Being vegan has also led me to try many delicious diverse and ethnically varied foods. As a kid my blue-collar-Midwest upbringing kept my plate limited to a pretty dull repetition of the same gravy-covered, nutrient-deficient meals. As a vegan, I am continuously trying new flavors and expanding my favorite dishes. I’ve become a creative cook, and not just because I need food to survive, but because I get real joy from crafting new cuisines with a growing assortment of fresh ingredients and spices. I love to eat (a little too much sometimes) and have fun trying new things (but still hate cooked carrots).
Oh and I can’t forget the cancer. When I was diagnosed a year and a half ago with stage 3 breast cancer, I was told by two different doctors that if it weren’t for my vegan diet, my cancer would have been worse. You can read my blog (www.rainydayvegan.com) to follow my progression through cancer treatment as a vegan.
Are you involved in AR, vegan outreach, etc.?
Yes, I’ve been active in helping animals in many capacities for more than 20 years. I remember attending my first animal rights meeting in Toledo, Ohio. When I left, I felt exhilarated and inspired! Even though we were a small group, it was somewhat of a spiritual experience to talk openly with others who saw what our society does to animals and agreed that not only is it not okay and worked tirelessly to stop it. From then on, I’ve been an active advocate of animals by bringing awareness of their suffering to others any way I can. Animal activism is my primary hobby and my proudest attribute.
In my tenure as an activist I’ve worked in several animal-saving jobs and volunteered with many animal-helping organizations—wildlife rehabilitation centers, veterinary clinics, PETA, ASPCA, vegan advocacy groups, and animal shelters. I’ve attended thousands (give or take) of protests and have been arrested twice for civil disobedience, chaining myself to others in remonstration of the fur industry and sales.

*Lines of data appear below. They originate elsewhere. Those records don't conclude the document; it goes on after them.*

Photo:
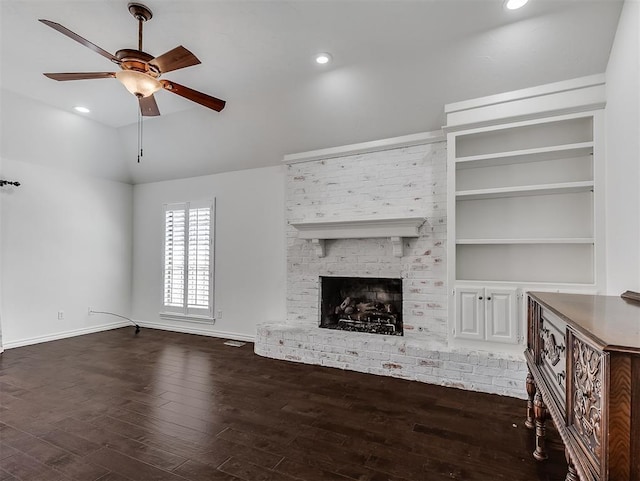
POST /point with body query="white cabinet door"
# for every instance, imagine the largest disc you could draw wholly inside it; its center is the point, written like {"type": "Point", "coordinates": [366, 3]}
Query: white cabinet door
{"type": "Point", "coordinates": [501, 315]}
{"type": "Point", "coordinates": [487, 314]}
{"type": "Point", "coordinates": [470, 313]}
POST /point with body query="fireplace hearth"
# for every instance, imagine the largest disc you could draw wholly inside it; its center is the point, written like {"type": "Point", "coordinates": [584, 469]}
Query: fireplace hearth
{"type": "Point", "coordinates": [361, 304]}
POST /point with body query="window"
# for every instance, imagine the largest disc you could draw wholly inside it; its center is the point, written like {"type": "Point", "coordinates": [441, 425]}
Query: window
{"type": "Point", "coordinates": [188, 260]}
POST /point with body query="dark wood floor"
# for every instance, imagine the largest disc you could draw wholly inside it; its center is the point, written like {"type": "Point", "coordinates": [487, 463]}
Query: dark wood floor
{"type": "Point", "coordinates": [115, 406]}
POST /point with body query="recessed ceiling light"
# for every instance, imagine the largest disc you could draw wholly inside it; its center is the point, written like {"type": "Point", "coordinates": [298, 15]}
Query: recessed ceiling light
{"type": "Point", "coordinates": [323, 58]}
{"type": "Point", "coordinates": [515, 4]}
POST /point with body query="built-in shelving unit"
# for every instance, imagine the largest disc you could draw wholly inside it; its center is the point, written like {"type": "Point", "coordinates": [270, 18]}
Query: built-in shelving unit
{"type": "Point", "coordinates": [524, 207]}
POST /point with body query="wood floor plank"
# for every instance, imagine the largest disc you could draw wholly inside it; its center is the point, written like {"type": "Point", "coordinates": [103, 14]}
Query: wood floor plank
{"type": "Point", "coordinates": [115, 406]}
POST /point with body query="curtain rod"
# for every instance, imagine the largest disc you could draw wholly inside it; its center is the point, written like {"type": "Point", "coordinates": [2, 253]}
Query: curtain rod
{"type": "Point", "coordinates": [9, 182]}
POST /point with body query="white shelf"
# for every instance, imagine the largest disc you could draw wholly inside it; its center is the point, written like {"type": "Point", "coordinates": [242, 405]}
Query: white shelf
{"type": "Point", "coordinates": [567, 240]}
{"type": "Point", "coordinates": [525, 155]}
{"type": "Point", "coordinates": [396, 229]}
{"type": "Point", "coordinates": [520, 191]}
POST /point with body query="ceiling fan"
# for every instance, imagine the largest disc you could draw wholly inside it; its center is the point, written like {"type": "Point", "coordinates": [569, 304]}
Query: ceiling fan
{"type": "Point", "coordinates": [139, 71]}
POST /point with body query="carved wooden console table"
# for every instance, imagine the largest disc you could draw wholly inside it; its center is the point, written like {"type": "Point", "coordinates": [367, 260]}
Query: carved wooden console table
{"type": "Point", "coordinates": [583, 354]}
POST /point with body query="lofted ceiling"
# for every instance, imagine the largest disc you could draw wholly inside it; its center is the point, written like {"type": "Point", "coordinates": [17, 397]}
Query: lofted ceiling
{"type": "Point", "coordinates": [395, 64]}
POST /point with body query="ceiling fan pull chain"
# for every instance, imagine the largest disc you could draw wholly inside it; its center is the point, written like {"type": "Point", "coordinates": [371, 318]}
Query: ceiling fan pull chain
{"type": "Point", "coordinates": [139, 135]}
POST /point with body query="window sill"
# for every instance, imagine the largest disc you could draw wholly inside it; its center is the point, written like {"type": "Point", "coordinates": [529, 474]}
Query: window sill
{"type": "Point", "coordinates": [174, 316]}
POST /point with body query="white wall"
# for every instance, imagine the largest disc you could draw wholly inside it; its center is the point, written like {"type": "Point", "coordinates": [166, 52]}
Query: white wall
{"type": "Point", "coordinates": [250, 248]}
{"type": "Point", "coordinates": [65, 233]}
{"type": "Point", "coordinates": [66, 245]}
{"type": "Point", "coordinates": [623, 154]}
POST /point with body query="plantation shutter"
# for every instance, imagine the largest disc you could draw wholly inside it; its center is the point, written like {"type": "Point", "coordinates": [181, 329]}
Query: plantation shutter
{"type": "Point", "coordinates": [188, 259]}
{"type": "Point", "coordinates": [174, 256]}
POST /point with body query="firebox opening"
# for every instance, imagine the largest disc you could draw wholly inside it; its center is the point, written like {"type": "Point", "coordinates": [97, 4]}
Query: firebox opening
{"type": "Point", "coordinates": [362, 304]}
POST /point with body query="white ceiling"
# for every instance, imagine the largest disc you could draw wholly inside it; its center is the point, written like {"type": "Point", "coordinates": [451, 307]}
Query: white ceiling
{"type": "Point", "coordinates": [396, 63]}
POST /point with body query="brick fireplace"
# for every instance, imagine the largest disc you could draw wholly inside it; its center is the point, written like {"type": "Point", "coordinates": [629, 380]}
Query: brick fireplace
{"type": "Point", "coordinates": [375, 213]}
{"type": "Point", "coordinates": [361, 304]}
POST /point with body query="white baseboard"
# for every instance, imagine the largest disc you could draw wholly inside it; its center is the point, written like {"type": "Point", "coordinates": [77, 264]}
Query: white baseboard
{"type": "Point", "coordinates": [194, 330]}
{"type": "Point", "coordinates": [64, 334]}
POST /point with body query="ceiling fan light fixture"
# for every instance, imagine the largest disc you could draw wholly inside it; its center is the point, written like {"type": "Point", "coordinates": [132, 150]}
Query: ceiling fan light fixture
{"type": "Point", "coordinates": [515, 4]}
{"type": "Point", "coordinates": [138, 83]}
{"type": "Point", "coordinates": [323, 58]}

Protesting fur sales at Nieman Marcus in Toledo, OH (1999)
Today my voice is also heard through my work with a local animal welfare organization that annually helps thousands of dogs, cats, and wildlife in the Pacific Northwest through foster care, sheltering, spay/neuter, adoption, community education (my job!), and rehabilitation.
Working for PETA’s community animal project (2011)
I continually strive to do more for animals. When it seems overwhelming, I’m fortunate enough to be surrounded by an amazing community of vegan activists who get it. My closest friends are those fighting along next to me one day, and commiserating with me over vegan mac and cheese the next. I gain strength from my fellow activist comrades and couldn’t do what I do without them.
At a Fur-Free Friday demo with Jes Cochran, Franziska and Claudine (2012)
Advice for new vegans:
Remember that you are the only person that decides what you eat, wear, allow, and spend money on. It may seem daunting to remember to read labels and ask about ingredients. You’ll make mistakes, we all have. But embracing a vegan lifestyle is the most satisfying and important decision you’ll make. Every bite you take, shoe you wear, pillow you sleep on, and performance you attend that doesn’t support animal suffering, is an exercise in your strength. You are going to love being vegan!
The planet is suffering and she needs us all to help. With each choice we make, we all hold the power to make the world better. This may sound cliché (we’re all friends here, right?), but, go vegan!
Thanks for the touching stories and motivating ideas, Amy, and for all you do for the animals!